Enriqueta frequenta la Barcellona dabbene, col suo lavoro si è circondata di
nobili e di ricchi borghesi di cui può godere i favori.
Certo, il modo in cui
ha ottenuto la sua posizione tutti lo conoscono, del resto lei non lo ha mai
negato, come non negava di confezionare unguenti, dei medicamenti
particolarmente efficaci contro la tubercolosi e la polmonite che poi rivendeva
ai propri facoltosi amici a caro prezzo.
Medicamenti la cui ricetta teneva ben segreta per sé ma che di certo non
sono degli incantesimi. E’ una guaritrice, dice lei, non una strega.

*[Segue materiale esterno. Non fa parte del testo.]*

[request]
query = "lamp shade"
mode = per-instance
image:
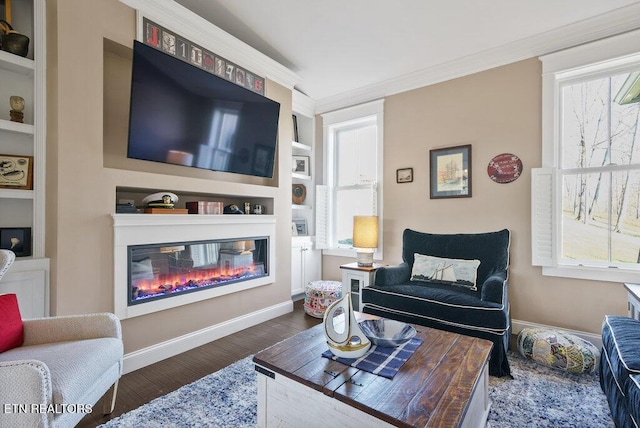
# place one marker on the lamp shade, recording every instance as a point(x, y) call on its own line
point(365, 231)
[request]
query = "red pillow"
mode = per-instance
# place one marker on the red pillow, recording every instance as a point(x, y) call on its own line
point(11, 333)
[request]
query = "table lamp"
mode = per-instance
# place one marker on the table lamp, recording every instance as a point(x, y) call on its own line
point(365, 238)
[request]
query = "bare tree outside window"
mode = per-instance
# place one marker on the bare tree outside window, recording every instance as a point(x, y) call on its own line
point(600, 169)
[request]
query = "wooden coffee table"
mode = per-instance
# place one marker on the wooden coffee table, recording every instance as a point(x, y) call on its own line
point(444, 384)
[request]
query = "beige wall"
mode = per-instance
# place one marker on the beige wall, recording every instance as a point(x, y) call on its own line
point(496, 111)
point(85, 132)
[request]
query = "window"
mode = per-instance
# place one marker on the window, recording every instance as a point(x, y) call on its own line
point(586, 198)
point(353, 176)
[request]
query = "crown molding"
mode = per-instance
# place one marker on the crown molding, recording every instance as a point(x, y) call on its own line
point(176, 17)
point(303, 104)
point(618, 21)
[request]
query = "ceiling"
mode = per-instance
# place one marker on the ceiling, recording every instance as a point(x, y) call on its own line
point(338, 47)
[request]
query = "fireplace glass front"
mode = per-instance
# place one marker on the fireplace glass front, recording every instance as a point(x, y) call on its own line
point(160, 271)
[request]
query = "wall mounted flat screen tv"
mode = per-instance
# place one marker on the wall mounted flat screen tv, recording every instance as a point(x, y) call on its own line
point(181, 114)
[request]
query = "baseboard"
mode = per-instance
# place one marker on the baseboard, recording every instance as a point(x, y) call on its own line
point(152, 354)
point(517, 326)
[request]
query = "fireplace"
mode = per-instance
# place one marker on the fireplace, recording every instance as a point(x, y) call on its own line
point(165, 261)
point(166, 270)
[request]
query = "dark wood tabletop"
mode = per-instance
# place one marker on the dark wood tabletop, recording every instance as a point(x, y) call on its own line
point(431, 389)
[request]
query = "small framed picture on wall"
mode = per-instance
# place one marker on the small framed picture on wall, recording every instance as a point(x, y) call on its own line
point(404, 175)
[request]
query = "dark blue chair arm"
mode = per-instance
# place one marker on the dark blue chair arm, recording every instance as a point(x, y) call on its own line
point(494, 288)
point(392, 275)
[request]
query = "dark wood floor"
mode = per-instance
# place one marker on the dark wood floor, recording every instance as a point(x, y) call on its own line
point(143, 385)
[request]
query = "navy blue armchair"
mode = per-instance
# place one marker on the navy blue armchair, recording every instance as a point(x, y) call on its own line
point(479, 310)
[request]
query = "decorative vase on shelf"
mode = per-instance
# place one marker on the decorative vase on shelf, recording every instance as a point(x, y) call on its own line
point(13, 42)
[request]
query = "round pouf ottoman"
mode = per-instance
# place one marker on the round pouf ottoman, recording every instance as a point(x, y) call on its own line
point(558, 349)
point(319, 295)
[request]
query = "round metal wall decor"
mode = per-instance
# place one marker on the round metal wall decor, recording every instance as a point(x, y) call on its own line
point(505, 168)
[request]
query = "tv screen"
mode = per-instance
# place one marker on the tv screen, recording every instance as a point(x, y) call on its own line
point(181, 114)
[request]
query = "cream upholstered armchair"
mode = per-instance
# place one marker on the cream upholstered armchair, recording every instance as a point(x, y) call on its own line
point(61, 368)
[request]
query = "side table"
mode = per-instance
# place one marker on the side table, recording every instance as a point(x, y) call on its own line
point(633, 297)
point(355, 278)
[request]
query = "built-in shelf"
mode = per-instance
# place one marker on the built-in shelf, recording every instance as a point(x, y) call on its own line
point(301, 146)
point(20, 128)
point(16, 194)
point(16, 63)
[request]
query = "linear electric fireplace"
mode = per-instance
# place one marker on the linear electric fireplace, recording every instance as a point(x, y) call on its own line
point(166, 270)
point(165, 261)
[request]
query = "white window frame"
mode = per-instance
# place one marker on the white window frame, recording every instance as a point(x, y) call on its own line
point(603, 57)
point(325, 215)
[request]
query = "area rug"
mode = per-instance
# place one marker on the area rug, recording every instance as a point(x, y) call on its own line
point(537, 396)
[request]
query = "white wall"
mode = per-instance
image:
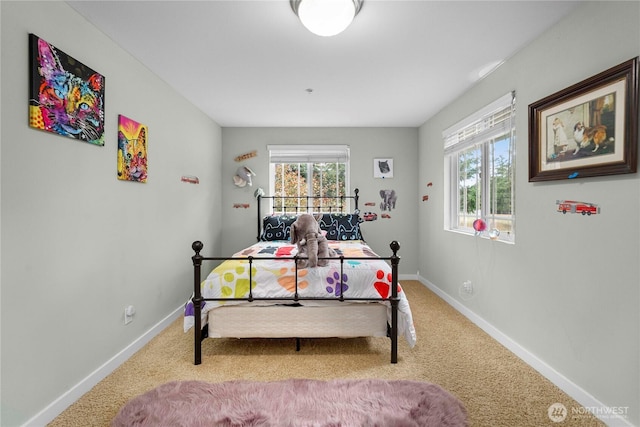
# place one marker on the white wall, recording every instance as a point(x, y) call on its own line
point(240, 228)
point(567, 291)
point(77, 244)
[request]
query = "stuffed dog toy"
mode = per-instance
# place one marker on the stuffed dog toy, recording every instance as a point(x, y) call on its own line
point(311, 243)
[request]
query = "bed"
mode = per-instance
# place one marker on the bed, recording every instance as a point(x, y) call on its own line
point(260, 292)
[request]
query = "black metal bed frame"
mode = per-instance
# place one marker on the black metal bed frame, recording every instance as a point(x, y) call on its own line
point(198, 299)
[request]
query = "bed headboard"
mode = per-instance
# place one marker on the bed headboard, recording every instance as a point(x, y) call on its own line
point(314, 204)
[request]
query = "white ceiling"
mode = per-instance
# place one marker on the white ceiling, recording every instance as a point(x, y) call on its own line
point(251, 63)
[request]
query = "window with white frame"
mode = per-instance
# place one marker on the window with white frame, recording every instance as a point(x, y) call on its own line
point(479, 168)
point(318, 171)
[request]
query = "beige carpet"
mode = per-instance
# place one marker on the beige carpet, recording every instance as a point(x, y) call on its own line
point(496, 387)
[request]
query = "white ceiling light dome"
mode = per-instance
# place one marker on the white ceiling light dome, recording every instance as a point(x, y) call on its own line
point(326, 17)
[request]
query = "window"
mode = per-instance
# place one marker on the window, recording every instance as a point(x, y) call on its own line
point(298, 171)
point(479, 167)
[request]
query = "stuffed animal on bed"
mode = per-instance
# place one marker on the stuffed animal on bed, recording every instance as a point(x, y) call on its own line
point(311, 242)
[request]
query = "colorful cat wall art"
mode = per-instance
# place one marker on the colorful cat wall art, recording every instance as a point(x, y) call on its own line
point(65, 96)
point(132, 150)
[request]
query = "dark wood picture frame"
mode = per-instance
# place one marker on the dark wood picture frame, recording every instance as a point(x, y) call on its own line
point(588, 129)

Da qui ad
accusarla di aver rapito dei bambini, poi, ce ne passava.
E poi c’è una strana storia di quella donna che da qualche
tempo viene avvistata con una certa frequenza proprio fra i vicoli del Barrio
Gotico e di El Raval, una mendicante vestita di stracci che chiede l’elemosina
e che ama avvicinare bambini piccoli che giocano da soli offrendo loro delle caramelle.
Era una donna gentile che sapeva farsi ben volere da subito soprattutto da
quelle madri che dovendo sbrigare delle commissioni non potevano controllare i
proprio figli, in quel caso si offriva di badare lei ai loro piccoli fino al
loro ritorno. Era più logico pensare che potesse essere lei la rapitrice anche
se nessuna delle madri aveva sporto denuncia contro quella misteriosa donna
gentile. Non c’era l’ombra di nessuna denuncia a suo carico.
Con queste informazioni Ribot ferma in strada
Enriqueta e la informa, con una scusa, della necessità di perquisire il suo
appartamento, stranamente la donna sembra preoccupata e nervosa e questo fa nascere
dei sospetti negli agenti, che quindi insistono per entrare in casa.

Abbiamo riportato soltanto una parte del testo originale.